9. L'acquisition des technologies les plus performantes dans ces différents domaines est susceptible de générer des avancées sur l'ensemble des équipements ou systèmes aéronautiques, spatiaux et d'électronique de défense. Selon un schéma industriel éprouvé, les innovations de rupture d'aujourd'hui feront les systèmes d'armes de demain et les équipements génériques d'après-demain.
10. En outre, le maintien de la crédibilité de notre dissuasion impose de prendre en compte les développements technologiques liés aux perfectionnements de la défense anti-missile balistique. On ne peut ignorer l'intérêt de la recherche et des développements relatifs aux technologies de l'interception des missiles intercontinentaux pour préserver la capacité de pénétration de nos propres missiles balistiques. Pour rester crédible, notre dissuasion doit donc rester capable de pénétrer les défenses adverses les plus sophistiquées. Or comment mieux connaître ces défenses qu'en maîtrisant les technologies qui les sous-tendent ?
11. Enfin, l'investissement dans la défense anti-missile balistique concourt à la compétitivité de l'industrie de défense, soit de façon directe, grâce à l'amélioration de son niveau technologique, soit de façon indirecte, en valorisant l'offre de ce que l'on pourrait appeler un « paquet global de protection », incluant d'autres types d'équipements plus anciens et donc plus rentables, comme viennent de le montrer les récents contrats conclus par l'industrie de défense américaine dans le Golfe.
C. UN PUISSANT INSTRUMENT D'INFLUENCE STRATÉGIQUE
12. La défense anti-missile balistique prend une part croissante dans la stratégie de défense des grandes puissances.

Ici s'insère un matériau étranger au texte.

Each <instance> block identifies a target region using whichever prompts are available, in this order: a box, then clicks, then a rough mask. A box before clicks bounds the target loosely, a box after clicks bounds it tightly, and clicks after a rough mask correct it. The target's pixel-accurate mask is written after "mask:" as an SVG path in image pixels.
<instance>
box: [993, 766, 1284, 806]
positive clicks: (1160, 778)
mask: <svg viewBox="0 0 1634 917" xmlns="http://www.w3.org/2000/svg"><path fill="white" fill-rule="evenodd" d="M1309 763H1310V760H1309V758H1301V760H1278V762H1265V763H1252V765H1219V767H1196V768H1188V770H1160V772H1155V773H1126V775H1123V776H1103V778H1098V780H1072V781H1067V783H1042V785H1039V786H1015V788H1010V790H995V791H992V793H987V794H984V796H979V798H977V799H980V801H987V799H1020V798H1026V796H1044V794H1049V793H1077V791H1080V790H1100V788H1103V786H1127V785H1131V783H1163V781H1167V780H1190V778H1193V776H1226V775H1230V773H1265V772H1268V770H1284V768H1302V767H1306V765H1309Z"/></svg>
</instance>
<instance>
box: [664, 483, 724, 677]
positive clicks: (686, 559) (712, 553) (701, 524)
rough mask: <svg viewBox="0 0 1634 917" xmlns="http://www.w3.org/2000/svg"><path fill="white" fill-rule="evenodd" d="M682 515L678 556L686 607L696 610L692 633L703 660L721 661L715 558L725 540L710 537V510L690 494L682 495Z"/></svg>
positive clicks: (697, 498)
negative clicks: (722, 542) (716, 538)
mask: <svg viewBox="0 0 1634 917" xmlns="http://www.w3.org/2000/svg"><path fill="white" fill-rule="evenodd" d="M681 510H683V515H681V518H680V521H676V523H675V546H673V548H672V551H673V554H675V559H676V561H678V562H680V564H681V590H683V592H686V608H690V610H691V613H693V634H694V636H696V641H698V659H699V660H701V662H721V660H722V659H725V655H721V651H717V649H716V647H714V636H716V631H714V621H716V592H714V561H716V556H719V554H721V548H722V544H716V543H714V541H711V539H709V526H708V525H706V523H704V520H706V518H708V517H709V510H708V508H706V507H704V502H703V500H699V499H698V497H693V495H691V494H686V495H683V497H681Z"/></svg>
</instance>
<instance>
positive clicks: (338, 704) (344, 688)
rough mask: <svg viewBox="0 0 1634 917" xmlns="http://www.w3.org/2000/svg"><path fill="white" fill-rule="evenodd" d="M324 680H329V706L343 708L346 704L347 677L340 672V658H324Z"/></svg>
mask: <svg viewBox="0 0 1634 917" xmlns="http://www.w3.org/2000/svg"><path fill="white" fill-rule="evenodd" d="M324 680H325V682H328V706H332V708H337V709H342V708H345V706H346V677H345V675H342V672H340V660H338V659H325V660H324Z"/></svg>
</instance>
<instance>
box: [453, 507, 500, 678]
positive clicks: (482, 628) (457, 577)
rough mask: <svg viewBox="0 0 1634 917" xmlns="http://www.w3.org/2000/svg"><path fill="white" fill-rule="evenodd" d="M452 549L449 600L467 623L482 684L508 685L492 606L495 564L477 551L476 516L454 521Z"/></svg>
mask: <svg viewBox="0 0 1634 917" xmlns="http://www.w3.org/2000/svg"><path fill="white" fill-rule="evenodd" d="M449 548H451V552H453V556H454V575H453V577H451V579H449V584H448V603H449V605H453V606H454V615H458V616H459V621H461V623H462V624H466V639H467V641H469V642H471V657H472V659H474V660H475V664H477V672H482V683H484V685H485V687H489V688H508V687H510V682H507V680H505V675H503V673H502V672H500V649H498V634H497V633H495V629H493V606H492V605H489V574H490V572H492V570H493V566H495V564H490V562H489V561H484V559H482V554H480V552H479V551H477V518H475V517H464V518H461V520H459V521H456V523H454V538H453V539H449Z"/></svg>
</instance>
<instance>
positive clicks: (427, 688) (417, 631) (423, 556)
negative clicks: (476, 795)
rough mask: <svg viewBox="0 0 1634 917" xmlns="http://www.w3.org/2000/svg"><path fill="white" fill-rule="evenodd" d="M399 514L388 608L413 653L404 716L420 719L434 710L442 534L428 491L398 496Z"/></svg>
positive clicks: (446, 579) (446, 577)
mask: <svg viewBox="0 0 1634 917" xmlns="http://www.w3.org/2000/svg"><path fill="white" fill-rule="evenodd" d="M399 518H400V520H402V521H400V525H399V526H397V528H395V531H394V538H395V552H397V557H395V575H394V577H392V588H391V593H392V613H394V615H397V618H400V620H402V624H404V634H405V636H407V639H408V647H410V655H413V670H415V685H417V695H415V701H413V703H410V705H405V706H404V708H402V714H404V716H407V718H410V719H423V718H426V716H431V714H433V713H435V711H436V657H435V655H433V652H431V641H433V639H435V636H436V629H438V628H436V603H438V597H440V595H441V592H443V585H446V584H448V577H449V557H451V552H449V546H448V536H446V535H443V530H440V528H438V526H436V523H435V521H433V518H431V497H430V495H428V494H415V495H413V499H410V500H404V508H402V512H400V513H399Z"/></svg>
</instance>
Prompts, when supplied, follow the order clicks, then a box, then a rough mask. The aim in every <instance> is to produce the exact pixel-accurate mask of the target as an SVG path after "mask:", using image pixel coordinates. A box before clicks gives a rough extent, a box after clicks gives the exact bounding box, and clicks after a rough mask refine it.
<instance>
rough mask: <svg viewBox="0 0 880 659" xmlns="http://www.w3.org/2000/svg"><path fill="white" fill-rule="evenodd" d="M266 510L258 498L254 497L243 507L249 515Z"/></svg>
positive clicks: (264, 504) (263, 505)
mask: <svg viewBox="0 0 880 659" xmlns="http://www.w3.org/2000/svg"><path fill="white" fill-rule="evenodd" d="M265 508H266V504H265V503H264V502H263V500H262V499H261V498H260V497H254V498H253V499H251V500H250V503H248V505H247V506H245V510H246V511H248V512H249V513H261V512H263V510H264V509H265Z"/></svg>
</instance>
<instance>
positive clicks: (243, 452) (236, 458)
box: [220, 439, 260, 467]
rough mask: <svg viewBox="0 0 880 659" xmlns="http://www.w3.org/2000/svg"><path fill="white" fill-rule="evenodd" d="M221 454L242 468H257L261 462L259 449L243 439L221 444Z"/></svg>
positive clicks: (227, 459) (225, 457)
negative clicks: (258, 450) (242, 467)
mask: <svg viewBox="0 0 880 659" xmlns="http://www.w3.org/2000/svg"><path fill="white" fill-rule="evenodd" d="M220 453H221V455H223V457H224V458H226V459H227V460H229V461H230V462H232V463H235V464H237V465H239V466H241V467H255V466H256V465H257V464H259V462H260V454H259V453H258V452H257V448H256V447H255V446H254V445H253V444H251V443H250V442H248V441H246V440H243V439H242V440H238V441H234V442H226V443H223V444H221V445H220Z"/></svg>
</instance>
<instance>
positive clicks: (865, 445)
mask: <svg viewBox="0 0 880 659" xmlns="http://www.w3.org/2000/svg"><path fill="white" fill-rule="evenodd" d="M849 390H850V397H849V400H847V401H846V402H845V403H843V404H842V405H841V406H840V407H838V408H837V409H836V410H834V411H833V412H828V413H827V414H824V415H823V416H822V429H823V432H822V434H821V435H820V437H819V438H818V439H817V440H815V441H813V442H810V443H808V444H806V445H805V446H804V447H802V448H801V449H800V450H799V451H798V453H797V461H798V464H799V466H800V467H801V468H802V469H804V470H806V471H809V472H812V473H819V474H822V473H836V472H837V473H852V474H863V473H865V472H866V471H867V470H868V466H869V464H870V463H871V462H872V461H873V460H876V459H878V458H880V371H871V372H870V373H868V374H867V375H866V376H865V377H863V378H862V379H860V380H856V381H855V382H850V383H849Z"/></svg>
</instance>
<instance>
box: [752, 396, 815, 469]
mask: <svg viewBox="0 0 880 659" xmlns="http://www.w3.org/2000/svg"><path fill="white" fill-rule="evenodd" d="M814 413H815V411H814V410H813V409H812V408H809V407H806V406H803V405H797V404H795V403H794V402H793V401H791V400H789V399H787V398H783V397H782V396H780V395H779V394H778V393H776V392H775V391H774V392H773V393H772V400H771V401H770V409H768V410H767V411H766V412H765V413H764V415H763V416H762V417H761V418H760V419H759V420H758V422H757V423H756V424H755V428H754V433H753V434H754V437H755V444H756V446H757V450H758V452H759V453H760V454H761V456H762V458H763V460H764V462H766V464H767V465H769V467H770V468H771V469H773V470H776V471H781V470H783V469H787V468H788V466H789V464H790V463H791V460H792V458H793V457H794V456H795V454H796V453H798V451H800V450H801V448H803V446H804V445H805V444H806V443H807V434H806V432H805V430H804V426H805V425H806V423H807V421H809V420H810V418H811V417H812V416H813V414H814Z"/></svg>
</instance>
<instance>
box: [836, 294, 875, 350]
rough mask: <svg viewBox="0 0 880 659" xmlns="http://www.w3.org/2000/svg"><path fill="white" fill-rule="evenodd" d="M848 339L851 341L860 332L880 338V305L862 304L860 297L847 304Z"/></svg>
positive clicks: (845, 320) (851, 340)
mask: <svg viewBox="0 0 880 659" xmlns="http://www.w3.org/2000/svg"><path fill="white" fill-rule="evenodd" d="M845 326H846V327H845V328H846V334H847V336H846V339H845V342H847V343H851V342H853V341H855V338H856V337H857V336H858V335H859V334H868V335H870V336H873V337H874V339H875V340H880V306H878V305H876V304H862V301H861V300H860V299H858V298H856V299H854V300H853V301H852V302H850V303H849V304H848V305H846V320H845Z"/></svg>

Les Etats-Unis ont ouvert la voie de la défense anti-missile en 1983 et ont investi plus de 160 milliards de dollars dans cette « initiative de défense stratégique ». La Russie a suivi et modernise le système qu'elle a hérité de l'Union soviétique. La Chine a procédé avec succès, en janvier 2010, à son premier test d'interception d'un missile dans sa phase de vol exo-atmosphérique. L'Inde s'est engagée récemment dans un programme national d'intercepteurs balistiques. Enfin, le Japon et Israël ont acquis depuis longtemps « sur étagères » et ont co-développé des systèmes de défense anti-missile d'autant plus performants que ces pays font face à une menace consistante.
13. La capacité des grandes puissances à offrir à leurs alliés n'ayant pas la volonté ou la capacité de se lancer dans cette course technologique une défense anti-missile balistique « clef-en-main » est devenue un outil diplomatique au service d'une stratégie d'influence, comme le fut le « parapluie nucléaire » au temps de la guerre froide. Les Etats-Unis, dans leur « Ballistic Missile Defense Review » réalisée en 2010, présentent clairement la défense anti-missile comme l'élément clef des garanties de sécurité qu'ils accordent à leurs alliés aussi bien en Asie de l'Est, qu'au Moyen-Orient ou en Europe.
14. Dans le cas européen, l'« approche adaptative phasée » ( phased adaptive approach ) retenue par l'administration Obama, avec de premiers déploiements prévus en 2011, va structurer la relation de sécurité qui nous lie aux Etats-Unis de façon plus puissante encore que l'approche retenue par la précédente administration. A cet égard, le choix du cadre multilatéral, à travers l'OTAN, est un progrès car il préserve un tant soit peu une certaine possibilité de partage de la décision avec les Européens. Tel ne serait plus le cas si, faute d'accord à l'OTAN, les Etats-Unis reprenaient des démarches bilatérales analogues à celles engagées par l'administration Bush.